Per distrarci dalla tragica guerra attuale in Ucraina e la pandemia da COVID-19, qualcuno mi aiuta a decifrare con parole povere, il testo suddetto del grande scrittore siciliano? Io l’ho letto e riletto tantissime volte, ma non riesco a trovare il Bandolo della matassa.
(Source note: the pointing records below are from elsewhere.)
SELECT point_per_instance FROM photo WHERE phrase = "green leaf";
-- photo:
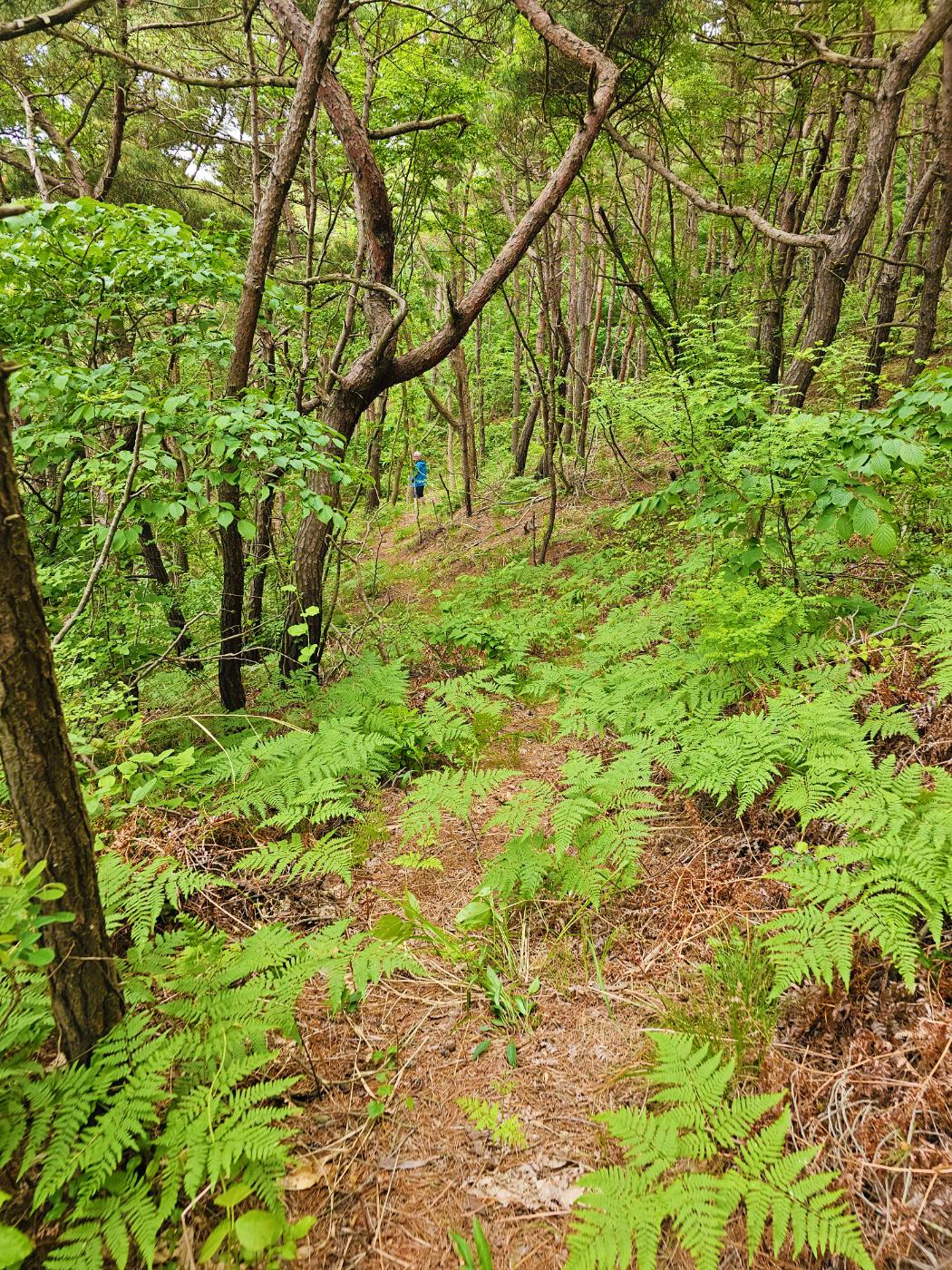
(884, 539)
(257, 1229)
(865, 518)
(15, 1247)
A parte la mia ignoranza, sarà il mondo mafioso che il grande artista siculo descrive con grande e motivata attenzione a rendere necessario il linguaggio sopra scritto?
A proposito ancora dell’attuale guerra in Ucraina, ecco qua un altro autorevole parere, sul link allegato, del direttore del giornale “Avvenire” che, mi sembra, esprima un parere diverso da quello scritto dal serio, onesto e quotato giornalista di Repubblica, Michele Serra.
Tutte le idee umane hanno pari dignità, ma le proposte alternative a quella dell’Europa e degli Stati Uniti, per fermare il su menzionato conflitto qualcuno mi aiuta ad individuarle tra tutto quello che si scrive su questo blog ed altrove? Buona giornata a chi legge Antonio De Matteo Milano
Occhi e cuore per chi soffre e muore. (Al resto non credete e non fidatevi)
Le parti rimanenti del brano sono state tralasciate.